Do not use attach and detach. These can have unintended side-effects and it is easy to lose track of what has been attached.

Let’s color the plot by season.

nnmaps$season <- factor(nnmaps$season,
                        levels = c("Winter", "Spring",
                                   "Summer", "Autumn"))
with(nnmaps,
     plot(o3 ~ date, col = season))
with(nnmaps,
     legend("topright", levels(season), col = unique(season), pch = 1))

col can optionally take in any length vector and use recycling.

The plot is very messy. We can take the average by month and plot that. The aggregate call will produce a lot of warnings due nnmaps having non-numeric variables; we could subset nnmaps before passing it into aggregate, but the warnings are ignorable, so we’ll do that.

suppressWarnings(nnmaps_month <-
                   aggregate(nnmaps, by = list(nnmaps$month_numeric,
                                               nnmaps$year),
                             FUN = mean, na.rm = TRUE))
nnmaps_month <- nnmaps_month[order(nnmaps_month$year,
                                   nnmaps_month$month_numeric), ]
with(nnmaps_month,
     plot(o3 ~ date, type = "l"))

Let’s plot the average over the raw values.

with(nnmaps, plot(o3 ~ date, col = "lightgrey"))
with(nnmaps_month, lines(o3 ~ date))
with(nnmaps_month, lines(o3 ~ date, lwd = 4, col = "red"))

The lwd and col arguments don’t appear in the help for plot, lines, etc. Instead, they get passed through ... into par().

head(par())
$xlog
[1] FALSE

$ylog
[1] FALSE

$adj
[1] 0.5

$ann
[1] TRUE

$ask
[1] FALSE

$bg
[1] "white"
length(par())
[1] 72

These graphical parameters are generic and can be passed to (almost) all base R plotting functions. It may be easier to define the parameters prior to plotting. Be sure to save these existing parameters for later restoration.

par()$bg
[1] "white"
oldpar <- par(no.readonly = TRUE) # no.readonly avoids warnings later
par(bg = "darkgrey",
    fg = "lightblue",
    col.axis = "lightgreen",
    col.lab = "purple",
    lwd = 4)
with(nnmaps, plot(o3 ~ date, pch = "*", bg = "red", col.lab = "red"))
with(nnmaps_month, lines(o3 ~ date, col = "red"))

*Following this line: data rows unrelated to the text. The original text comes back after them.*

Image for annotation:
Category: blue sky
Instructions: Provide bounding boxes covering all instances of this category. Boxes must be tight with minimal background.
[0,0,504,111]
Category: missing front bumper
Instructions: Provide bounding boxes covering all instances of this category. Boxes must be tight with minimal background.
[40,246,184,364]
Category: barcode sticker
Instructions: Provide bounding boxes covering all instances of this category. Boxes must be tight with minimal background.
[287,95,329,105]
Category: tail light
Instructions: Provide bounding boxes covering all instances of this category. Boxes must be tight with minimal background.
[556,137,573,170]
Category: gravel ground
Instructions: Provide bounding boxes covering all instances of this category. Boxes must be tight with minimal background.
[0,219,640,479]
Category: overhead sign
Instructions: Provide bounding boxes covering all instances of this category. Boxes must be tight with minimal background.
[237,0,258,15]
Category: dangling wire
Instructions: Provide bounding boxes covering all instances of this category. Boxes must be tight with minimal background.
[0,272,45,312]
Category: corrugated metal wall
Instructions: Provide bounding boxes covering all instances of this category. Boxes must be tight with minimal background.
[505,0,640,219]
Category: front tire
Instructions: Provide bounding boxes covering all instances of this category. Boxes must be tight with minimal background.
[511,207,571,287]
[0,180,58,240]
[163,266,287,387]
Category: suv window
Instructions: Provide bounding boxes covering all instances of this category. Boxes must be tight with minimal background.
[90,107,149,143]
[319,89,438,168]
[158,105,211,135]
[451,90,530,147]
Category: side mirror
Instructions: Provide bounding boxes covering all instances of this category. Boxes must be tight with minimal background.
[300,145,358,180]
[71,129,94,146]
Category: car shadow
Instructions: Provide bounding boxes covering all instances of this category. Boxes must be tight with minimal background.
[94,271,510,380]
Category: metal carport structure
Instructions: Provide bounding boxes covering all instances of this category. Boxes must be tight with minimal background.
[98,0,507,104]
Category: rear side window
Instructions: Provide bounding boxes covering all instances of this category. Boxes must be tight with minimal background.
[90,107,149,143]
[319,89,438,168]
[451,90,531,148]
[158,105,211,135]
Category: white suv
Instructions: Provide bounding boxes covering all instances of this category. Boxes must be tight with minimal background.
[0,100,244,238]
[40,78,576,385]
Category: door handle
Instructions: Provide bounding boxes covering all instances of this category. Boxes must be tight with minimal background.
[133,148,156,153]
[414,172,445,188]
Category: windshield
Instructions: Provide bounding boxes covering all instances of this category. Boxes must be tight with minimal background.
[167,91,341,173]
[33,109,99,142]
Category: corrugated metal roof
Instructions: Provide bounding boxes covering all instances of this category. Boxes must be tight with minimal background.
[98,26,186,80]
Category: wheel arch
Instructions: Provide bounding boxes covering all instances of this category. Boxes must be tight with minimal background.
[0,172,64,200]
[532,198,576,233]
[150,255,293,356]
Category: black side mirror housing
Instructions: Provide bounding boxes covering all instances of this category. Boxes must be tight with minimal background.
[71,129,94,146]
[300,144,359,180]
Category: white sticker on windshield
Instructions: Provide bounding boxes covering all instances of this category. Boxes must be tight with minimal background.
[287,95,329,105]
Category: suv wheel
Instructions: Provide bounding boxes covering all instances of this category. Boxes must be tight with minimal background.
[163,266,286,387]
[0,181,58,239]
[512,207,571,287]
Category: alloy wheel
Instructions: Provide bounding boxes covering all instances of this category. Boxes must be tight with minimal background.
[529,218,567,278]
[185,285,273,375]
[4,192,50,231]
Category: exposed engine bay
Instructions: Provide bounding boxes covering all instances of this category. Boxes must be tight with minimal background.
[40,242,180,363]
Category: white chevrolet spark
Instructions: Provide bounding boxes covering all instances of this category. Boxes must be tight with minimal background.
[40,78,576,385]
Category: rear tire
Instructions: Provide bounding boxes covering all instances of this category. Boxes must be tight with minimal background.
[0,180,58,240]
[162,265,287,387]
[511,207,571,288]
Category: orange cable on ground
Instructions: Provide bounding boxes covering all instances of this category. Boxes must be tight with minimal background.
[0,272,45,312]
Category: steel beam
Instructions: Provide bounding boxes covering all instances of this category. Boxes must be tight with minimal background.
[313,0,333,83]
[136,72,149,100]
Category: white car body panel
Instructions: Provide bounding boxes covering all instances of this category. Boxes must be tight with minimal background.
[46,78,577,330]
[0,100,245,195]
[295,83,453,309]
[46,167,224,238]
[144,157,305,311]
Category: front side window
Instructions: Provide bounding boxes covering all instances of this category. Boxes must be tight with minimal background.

Note that col= gets passed directly into lines as we do not want the scatter plot to use that option.

Now we can reset the par()s.

par(oldpar)
with(nnmaps, plot(o3 ~ date))

Finally, let’s add a smooth curve over these points. It looks sinusoidal, so we can fit a sinusoidal model.

# First, make sure *date* has only unique values
length(nnmaps$date) == length(unique(nnmaps$date))
[1] TRUE
# Sort by date
nnmaps <- nnmaps[order(nnmaps$date), ]
# Generate a numeric time variable
nnmaps$day <- seq_len(nrow(nnmaps))/365
nnmaps$daycos <- cos(2 * pi * nnmaps$day)
nnmaps$daysin <- sin(2 * pi * nnmaps$day)
mod <- lm(o3 ~ daycos + daysin, data = nnmaps)
pred <- data.frame(predict(mod, interval = "prediction", newdata = nnmaps))

Note that interval = "confidence" would be the more common choice here, but the bounds would be very tight and barely visible, so I include the prediction intervals to make the results more visually interesting.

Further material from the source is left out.